The Vatican seminar, which was attended by some of Pope Francis’ close collaborators including Cardinal Lorenzo Baldisseri and Cardinal Claudio Hummes, did nothing to censure Tarboda’s proposal but stood in support of the forthcoming synod where this issue of the “vege” Eucharist will be deliberated.
Experts including Cardinal Raymond Burke and Bishop Athanasius Schneider warn that changing the matter of the Eucharist from unleavened wheat bread to yuca would invalidate the sacrament and create a “new religion.”
Schneider said this change would be “tantamount to inventing a sacrament, alien to the one established by Our Lord, which has been preserved unchangingly by the bi-millennial tradition of the entire Church in East and West.” He argued, “To celebrate the Eucharist with yuca would mean introducing a kind of a new religion.”
Idolatrous Agenda
The plan indeed appears to reflect a change of deities. It is an attempt to get man to bow to the planetary idol of “mother earth.” Instead of our partaking of Christ they are proposing that we partake of the planet symbolized by this “green” Eucharist. The global serpent, seeing that the Eucharist is the center-piece of the Christian Faith, knows that he can shift our focus from things eternal to things terrestrial if he can present the Eucharist as something green.
This ties with Pope Francis’ ecological encyclical Ladauto Si, which exhorts man to turn to his environmental surroundings and be one with the planet. Just the name of the upcoming synod, “Amazonia: New Paths for the Church and for an Integral Ecology,” indicates that this proposed innovation has grown out of the pope’s encyclical on the environment.
It appears that they are using the coming synod as a trial balloon for this plan, but eventually, without due outcry, it is feasible that they could propose similar changes for the rest of the Church in keeping with Francis’ idea of a “green” church.
Taborda told Crux that climate issues warrant the change.

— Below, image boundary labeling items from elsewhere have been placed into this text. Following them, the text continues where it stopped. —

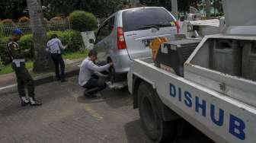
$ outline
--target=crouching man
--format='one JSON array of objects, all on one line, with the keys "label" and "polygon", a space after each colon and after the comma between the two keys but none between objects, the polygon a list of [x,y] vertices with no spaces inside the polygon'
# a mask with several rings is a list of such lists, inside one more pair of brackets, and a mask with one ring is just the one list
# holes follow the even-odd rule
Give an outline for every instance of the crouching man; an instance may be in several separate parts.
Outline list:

He argued that high humidity during the Amazonian rainy season turns wheaten hosts into a pasty mush, adding that “in the Amazon, bread is made out of yuca,” a shrub native to South America.
Cardinal Burke doesn’t buy this excuse. “There is something more involved than a problem of keeping the hosts fresh,” he observed. “The use of some local food, which is like bread but is not the kind of bread which Our Lord used at the Last Supper, reflects a totally horizontal view of the Holy Eucharist, in which the Holy Eucharist is the action of the community which gathers instead of the action of Christ Who gathers the community.”
Absolutely Forbidden
Burke points out that “the ancient custom of the Church, according to which only wheaten bread may be used for the Eucharistic Sacrifice, was confirmed at the Council of Florence (Bull of Union with the Armenians Exsultate Deo, November 22, 1439).”
He assures us that “If any other matter is used, the Sacrament of the Holy Eucharist is not validly confected.” Approval of the plan would indeed constitute another leap into apostasy.
The proposal is the latest in an ongoing litany of attacks on the Holy Eucharist that we have seen since Vatican II, though it appears that the post-conciliar secularization of the Church may have now brought us to the threshold of mass idolatry. Only strict adherence to orthodox rules and regulations can foil this sinister plan.
Bishop Schneider reminds us that “the Council of Trent, Pope Pius XII and John Paul II taught that the Church has no power to change the substance of the sacraments.”
“The Church did not establish the matter of the Eucharist, he argues. “It was established by Our Lord Jesus Christ Himself, who likewise established that water be the matter of Baptism.”
The Amazonian synod in October will also consider the matter of married priests.